Solo los 8 años de tabarra hasta entonces se nos hacían muy cuesta arriba, la verdad

La FIFA ha destruido nuestro sueño. Nuestro sueño, por si no lo sabían, era la candidatura conjunta de España y Portugal para albergar el Mundial de fútbol del 2018, pero no ha sido así. Rusia nos ha robado la ilusión. Nos robó ya (inserten aquí algún resquemor histórico que tengamos contra los rusos y que ahora no me apetece buscar en la Wikipedia), y nos han robado el Mundial.
Se conoce que España, que no acaba de sacudirse la crisis de encima, se sinceró consigo misma y se dio cuenta de que no estaban las arcas para ponerse a levantar estadios. Y por aquello de dividir el gasto, decidimos buscar una alianza con un país de economía invulnerable. Portugal, por ejemplo. Que se la ve sanota. Ahí estuvimos finos.
Pero no, se ve que la FIFA no nos ha visto capaces. Claro; estaba prácticamente ayer la UE pensando si salvarnos a nosotros dos o a Irlanda primero, y mientras tanto aquí estábamos, esperando que nos dieran la oportunidad de pegarnos el pelotazo del siglo XXI con un torneo internacional. Y eso sí, para 2020, Olimpiadas en Madrid, que no falten.
En fin. Oigan, lo que no puede ser, no puede ser. Una cosa es darle una alegría a la economía, y otra muy distinta es meterle un chute de heroína a un muerto, que es la analogía más plausible que se me ocurre para un Mundial en España y Portugal ahora mismo.

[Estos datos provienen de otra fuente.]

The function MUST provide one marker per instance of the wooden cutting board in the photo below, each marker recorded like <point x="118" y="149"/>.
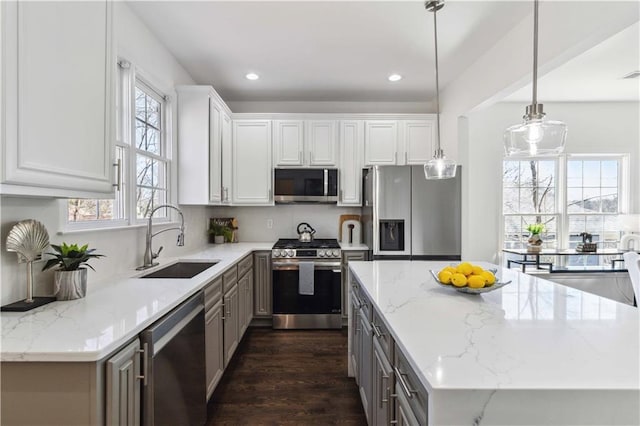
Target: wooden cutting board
<point x="344" y="217"/>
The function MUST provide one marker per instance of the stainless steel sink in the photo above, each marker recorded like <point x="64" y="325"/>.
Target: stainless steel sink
<point x="183" y="269"/>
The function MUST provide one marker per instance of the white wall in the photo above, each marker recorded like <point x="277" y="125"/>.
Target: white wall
<point x="607" y="128"/>
<point x="123" y="248"/>
<point x="252" y="221"/>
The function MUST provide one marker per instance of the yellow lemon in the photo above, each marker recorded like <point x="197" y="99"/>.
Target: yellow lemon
<point x="476" y="270"/>
<point x="459" y="280"/>
<point x="465" y="268"/>
<point x="476" y="281"/>
<point x="451" y="269"/>
<point x="445" y="276"/>
<point x="489" y="278"/>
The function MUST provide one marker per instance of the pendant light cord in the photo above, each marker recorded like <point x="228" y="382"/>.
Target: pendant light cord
<point x="435" y="38"/>
<point x="535" y="53"/>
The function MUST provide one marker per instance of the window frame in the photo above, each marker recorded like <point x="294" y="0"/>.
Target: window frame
<point x="128" y="77"/>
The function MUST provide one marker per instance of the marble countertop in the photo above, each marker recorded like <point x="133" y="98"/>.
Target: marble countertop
<point x="91" y="328"/>
<point x="531" y="334"/>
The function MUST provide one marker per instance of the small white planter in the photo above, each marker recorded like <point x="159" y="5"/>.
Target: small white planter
<point x="70" y="285"/>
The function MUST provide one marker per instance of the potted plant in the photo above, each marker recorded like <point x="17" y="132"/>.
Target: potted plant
<point x="534" y="243"/>
<point x="220" y="232"/>
<point x="70" y="279"/>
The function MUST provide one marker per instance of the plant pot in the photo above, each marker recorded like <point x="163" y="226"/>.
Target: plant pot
<point x="70" y="285"/>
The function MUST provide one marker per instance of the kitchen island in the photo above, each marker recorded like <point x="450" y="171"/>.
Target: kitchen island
<point x="532" y="352"/>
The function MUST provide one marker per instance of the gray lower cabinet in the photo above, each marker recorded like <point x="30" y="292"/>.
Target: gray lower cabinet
<point x="231" y="322"/>
<point x="214" y="334"/>
<point x="123" y="386"/>
<point x="382" y="406"/>
<point x="348" y="256"/>
<point x="262" y="287"/>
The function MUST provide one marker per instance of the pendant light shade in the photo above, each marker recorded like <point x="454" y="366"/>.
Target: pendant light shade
<point x="439" y="167"/>
<point x="535" y="135"/>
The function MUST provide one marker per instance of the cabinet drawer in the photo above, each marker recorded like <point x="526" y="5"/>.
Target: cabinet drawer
<point x="212" y="293"/>
<point x="381" y="335"/>
<point x="410" y="386"/>
<point x="230" y="278"/>
<point x="245" y="265"/>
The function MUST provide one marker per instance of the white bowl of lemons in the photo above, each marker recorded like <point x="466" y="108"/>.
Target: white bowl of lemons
<point x="468" y="278"/>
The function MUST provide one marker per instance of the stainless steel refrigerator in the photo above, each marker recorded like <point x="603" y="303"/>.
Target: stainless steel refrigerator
<point x="406" y="216"/>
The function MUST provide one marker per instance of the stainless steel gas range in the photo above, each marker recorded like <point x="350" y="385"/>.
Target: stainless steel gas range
<point x="306" y="284"/>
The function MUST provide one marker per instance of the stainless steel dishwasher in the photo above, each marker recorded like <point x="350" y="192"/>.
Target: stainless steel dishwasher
<point x="174" y="391"/>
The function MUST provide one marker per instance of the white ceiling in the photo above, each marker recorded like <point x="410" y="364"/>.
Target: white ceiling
<point x="326" y="50"/>
<point x="596" y="75"/>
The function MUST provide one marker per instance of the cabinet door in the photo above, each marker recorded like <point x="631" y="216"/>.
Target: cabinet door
<point x="194" y="113"/>
<point x="365" y="366"/>
<point x="382" y="387"/>
<point x="381" y="142"/>
<point x="418" y="140"/>
<point x="231" y="323"/>
<point x="321" y="143"/>
<point x="288" y="143"/>
<point x="262" y="284"/>
<point x="351" y="154"/>
<point x="226" y="158"/>
<point x="252" y="171"/>
<point x="57" y="94"/>
<point x="215" y="153"/>
<point x="123" y="386"/>
<point x="214" y="346"/>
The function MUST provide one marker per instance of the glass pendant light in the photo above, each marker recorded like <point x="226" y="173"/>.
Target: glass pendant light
<point x="439" y="167"/>
<point x="535" y="135"/>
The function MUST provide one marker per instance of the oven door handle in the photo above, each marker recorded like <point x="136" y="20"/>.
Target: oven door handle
<point x="291" y="266"/>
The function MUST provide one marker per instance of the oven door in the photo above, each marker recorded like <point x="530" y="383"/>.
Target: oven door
<point x="294" y="310"/>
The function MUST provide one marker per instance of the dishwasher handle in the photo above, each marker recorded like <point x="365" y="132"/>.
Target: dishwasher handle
<point x="161" y="333"/>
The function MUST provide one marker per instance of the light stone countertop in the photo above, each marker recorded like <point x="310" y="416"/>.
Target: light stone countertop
<point x="560" y="355"/>
<point x="91" y="328"/>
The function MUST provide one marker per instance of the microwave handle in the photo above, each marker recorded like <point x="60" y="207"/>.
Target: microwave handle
<point x="326" y="182"/>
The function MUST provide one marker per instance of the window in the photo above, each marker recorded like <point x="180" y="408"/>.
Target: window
<point x="529" y="196"/>
<point x="569" y="195"/>
<point x="140" y="117"/>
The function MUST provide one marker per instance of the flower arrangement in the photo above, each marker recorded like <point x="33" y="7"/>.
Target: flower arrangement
<point x="70" y="257"/>
<point x="535" y="228"/>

Y además, esta alianza ibérica no habría funcionado. Españoles y portugueses somos demasiados distintos. Nosotros queríamos un toro de mascota, ellos habrían puesto un gallo. Nosotros hablamos castellano, ellos saben hablar inglés. Nosotros ni nos acordamos de que Portugal esté en el mapa; y ellos... bueno, ellos deben de saber dónde estamos nosotros, pero nosotros no sabemos dónde estamos nosotros.
No, es mejor dejarlo así, mientras aún seamos amigos. Cuando nuestras economías se hundan, tiempo tendremos de matarnos por comida.